The above ingredients were mixed intimately, filled in polyethylen-coated cloth, and sealed to prepare a powder.

Example 9

Content in 1 tablet of soft capsule

Oltipraz 100 mg

Polyethylene glycol 400 400 mg

Concentrated glycerin 55 mg

Purified water 35 mg

Polyethyleneglycol and concentrated glycerin were mixed, purified water was added, and the mixture was kept at about 60 ° C., followed by oltipraz, and mixed uniformly while stirring at about 1,500 rpm with a stirrer. Subsequently, the mixture was cooled to room temperature with gentle stirring, and bubbles were removed using a vacuum pump to fill the soft capsule.

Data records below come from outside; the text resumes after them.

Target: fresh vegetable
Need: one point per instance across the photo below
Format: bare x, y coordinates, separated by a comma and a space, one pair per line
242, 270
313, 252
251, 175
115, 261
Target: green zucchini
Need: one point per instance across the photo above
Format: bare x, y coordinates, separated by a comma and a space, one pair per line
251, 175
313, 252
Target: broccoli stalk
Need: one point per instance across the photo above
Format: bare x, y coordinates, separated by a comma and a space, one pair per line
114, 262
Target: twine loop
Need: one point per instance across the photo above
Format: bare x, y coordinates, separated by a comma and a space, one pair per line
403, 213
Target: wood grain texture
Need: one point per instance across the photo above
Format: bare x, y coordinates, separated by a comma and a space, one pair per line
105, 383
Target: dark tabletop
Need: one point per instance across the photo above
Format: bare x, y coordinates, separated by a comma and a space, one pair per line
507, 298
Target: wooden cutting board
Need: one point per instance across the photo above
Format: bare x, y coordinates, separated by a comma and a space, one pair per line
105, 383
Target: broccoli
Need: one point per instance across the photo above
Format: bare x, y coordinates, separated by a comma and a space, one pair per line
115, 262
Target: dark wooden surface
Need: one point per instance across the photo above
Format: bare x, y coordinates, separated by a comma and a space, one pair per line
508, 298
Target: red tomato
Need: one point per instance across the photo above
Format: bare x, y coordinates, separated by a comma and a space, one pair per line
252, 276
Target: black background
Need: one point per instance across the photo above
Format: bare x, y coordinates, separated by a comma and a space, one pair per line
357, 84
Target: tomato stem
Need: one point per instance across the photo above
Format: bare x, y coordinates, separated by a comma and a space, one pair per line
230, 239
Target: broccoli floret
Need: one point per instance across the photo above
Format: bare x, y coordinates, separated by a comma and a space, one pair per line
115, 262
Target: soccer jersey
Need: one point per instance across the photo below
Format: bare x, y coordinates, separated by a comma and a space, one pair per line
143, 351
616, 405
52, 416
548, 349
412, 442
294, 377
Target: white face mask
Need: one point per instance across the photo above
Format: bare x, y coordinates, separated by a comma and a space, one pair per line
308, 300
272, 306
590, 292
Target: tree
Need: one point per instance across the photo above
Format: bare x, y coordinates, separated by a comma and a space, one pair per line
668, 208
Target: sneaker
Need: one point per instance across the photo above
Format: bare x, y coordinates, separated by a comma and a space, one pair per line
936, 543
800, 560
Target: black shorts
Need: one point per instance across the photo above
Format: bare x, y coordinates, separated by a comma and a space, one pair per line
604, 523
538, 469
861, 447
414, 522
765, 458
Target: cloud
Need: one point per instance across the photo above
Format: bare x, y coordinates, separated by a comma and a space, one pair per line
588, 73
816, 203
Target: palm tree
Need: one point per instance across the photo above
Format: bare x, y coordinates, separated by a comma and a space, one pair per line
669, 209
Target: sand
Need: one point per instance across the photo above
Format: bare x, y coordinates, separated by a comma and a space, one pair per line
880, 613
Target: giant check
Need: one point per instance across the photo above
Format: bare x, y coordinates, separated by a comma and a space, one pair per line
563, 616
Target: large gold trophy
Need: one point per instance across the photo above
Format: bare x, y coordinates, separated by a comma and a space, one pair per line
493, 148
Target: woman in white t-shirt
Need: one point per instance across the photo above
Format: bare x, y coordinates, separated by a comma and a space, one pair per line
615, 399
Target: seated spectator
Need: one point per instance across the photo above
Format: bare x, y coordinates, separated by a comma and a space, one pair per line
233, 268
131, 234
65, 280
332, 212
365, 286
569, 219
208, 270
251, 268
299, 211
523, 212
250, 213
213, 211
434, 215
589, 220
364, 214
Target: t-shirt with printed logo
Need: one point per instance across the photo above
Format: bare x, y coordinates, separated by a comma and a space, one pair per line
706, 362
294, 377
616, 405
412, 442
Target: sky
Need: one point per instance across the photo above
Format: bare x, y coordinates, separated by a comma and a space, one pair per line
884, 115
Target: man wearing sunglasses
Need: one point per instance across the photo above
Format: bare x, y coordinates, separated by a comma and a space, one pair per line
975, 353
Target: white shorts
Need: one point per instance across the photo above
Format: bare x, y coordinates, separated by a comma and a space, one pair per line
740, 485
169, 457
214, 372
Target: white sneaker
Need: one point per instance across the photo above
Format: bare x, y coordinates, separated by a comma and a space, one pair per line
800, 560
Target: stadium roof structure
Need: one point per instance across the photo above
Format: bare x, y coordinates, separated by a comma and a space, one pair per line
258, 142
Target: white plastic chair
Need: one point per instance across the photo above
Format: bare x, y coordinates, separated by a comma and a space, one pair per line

Soft capsule coatings are generally known gelatin, softener of plasticizer, 132 mg of gelatin per capsule, 52 mg of concentrated glycerin, 70% 6 mg of dissorbitol solution, and appropriate amount of ethyl vanillin as a flavoring agent, carnauba wax as coating agent. It was manufactured by the conventional preparation method using

Since the pharmaceutical composition comprising the oltipraz of the present invention promotes the regeneration of liver tissue in the cured liver and thereby shows an excellent effect on the treatment of cirrhosis, it can be clinically used as an effective agent showing the therapeutic effect of cirrhosis.

Claims (3)

A pharmaceutical composition for liver tissue regeneration for the treatment of cirrhosis, comprising 5- (2-pyrazinyl) -4-methyl-1,2-dithiol-3-thione (oltipraz) and a pharmaceutically acceptable excipient. The composition of claim 1, wherein the pharmaceutical composition is formulated with an agent selected from the group consisting of capsules, tablets, soft capsules, suspending agents, syrups, injections and powders. The pharmaceutical composition of claim 1, wherein the pharmaceutical composition is for oral administration.